Similarly, our project is driven not by a single concept but by various interests, some of them also coming from the Baltic-Scandinavian region.”

Read more (pdf)

Klimašauskas

is letters, but also a curator and writer interested in the robotics of belles-lettres and the uneven distribution of the future and sharing.

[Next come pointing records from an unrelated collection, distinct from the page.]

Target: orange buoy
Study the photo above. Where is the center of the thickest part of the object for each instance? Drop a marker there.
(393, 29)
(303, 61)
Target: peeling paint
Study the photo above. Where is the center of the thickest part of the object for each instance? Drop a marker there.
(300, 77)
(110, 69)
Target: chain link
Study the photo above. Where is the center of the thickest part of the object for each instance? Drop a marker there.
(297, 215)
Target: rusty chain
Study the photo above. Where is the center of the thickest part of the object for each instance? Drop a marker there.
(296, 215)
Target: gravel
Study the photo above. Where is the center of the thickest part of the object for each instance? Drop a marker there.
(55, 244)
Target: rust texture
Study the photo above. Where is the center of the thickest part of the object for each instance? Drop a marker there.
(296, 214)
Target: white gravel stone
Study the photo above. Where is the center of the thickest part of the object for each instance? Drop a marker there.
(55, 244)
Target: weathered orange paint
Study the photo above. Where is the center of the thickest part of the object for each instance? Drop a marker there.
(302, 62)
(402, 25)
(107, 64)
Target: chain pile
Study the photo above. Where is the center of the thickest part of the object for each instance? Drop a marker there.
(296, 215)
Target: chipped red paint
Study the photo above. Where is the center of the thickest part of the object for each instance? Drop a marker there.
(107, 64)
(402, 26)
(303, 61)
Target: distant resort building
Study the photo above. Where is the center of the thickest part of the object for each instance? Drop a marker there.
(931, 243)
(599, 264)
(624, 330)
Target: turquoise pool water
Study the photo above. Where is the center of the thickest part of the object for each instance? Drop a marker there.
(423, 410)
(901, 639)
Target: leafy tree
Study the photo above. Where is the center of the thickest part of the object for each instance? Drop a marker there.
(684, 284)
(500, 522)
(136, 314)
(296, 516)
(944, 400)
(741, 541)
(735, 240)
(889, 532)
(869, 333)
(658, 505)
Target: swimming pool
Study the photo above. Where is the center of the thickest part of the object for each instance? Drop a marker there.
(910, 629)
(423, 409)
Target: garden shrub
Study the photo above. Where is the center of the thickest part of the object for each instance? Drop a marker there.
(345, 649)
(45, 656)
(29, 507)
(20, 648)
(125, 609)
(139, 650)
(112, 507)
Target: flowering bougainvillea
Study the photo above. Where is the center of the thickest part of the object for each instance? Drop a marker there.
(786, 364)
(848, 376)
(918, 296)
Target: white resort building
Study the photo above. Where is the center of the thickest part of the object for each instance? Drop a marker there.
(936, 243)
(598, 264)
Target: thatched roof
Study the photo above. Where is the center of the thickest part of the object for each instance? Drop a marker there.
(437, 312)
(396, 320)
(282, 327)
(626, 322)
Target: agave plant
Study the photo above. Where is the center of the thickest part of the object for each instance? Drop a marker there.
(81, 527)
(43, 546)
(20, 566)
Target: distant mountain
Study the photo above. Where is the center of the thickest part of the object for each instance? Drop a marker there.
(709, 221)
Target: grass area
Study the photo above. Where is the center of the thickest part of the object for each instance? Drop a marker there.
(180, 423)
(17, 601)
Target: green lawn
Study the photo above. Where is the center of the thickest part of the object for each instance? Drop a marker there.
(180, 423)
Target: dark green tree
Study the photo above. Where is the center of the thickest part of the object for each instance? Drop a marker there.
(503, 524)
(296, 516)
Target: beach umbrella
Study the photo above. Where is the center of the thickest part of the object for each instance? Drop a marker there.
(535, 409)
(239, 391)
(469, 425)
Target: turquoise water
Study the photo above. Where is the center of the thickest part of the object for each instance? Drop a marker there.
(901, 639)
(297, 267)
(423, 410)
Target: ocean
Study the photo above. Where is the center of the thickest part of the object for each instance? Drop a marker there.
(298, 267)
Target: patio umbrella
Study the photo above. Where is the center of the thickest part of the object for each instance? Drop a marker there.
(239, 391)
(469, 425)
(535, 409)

His recent texts include “On the importance of curating from the perspective of a bacteria, living fossil or Neanderthal” and a reading of “How to Clone a Mammoth (in Three Voices and with a Fisherman’s Exaggeration)” at the XII Baltic Triennial at the Contemporary Art Centre (CAC), Vilnius. His book “B” published in 2014 by Torpedo Press, Oslo, contains written exhibitions that float in time and space with or within a joke, one’s mind, Voyager 1, Chauvet Cave or inside the novel “2666” by Roberto Bolaño. Valentinas lives and works from Inkūnai, Lithuania.

Gailė Pranckūnaitė

is a Vilnius-based graphic designer. She graduated from the Gerrit Rietveld Academy, Amsterdam in 2013. Her practice focuses on printed matter and web-based projects, combining graphic design with an editorial touch, experimental typography and sound. Since 2015 she has been part of a collaborative research unit (with Mislav Žugaj) “Sprawl” – named after a term used in William Gibson’s science fiction trilogy describing both a vast, spreading urban area and the expanding cyberspace. The term encompasses perfectly the collaborative´s interest in science fiction as a tool for enquiry, as well as the primary tool used for that enquiry: the internet. “Sprawl” seeks to translate this uneven pattern of growth of cyber and urban expansion into a visual, literary and social artistic methodology.

Karl Larsson

is a Swedish poet and artist living in Malmö. His work is developed within the margins of writing and language, poetry and installation and has had solo exhibitions in venues such as Hamburger Kunstverein (2014) Castillo/Corrales (2013), Signal, Malmö (2012), CAC, Vilnius (2011), Index, Stockholm, and Neuer Aachener Kunstverein, Aachen, DE (2010). He participated in numerous group exhibitions that include Grazer Kunstverein, Graz, CAC Vilnius, Frutta, Rome, NGBK, Berlin, and Parra/Romero, Madrid (2012), HIAP, Helsinki, and 6th Momentum Biennial, Moss (2011), Passerelle FAC, Brest, FR, Modernautställningen, Moderna Museet, Stockholm and Ystad Konstmuseum, Ystad (2010). Larsson has also been working editorially in contexts such as OEI, Magazine for new poetry and Audiatur, festival for new poetry. His publications include Form/ Force, Walter König Verlag DE and Black Square Editions US, 2015; Poetical Assumption, Torpedo JVE, NO/NL, 2012; Consensus (The Room), Paraguay Press, FR, 2012; Parrot, Paraguay Press, FR, 2010. His first monograph Strange was published by Mousse Publishing, Milan in 2015.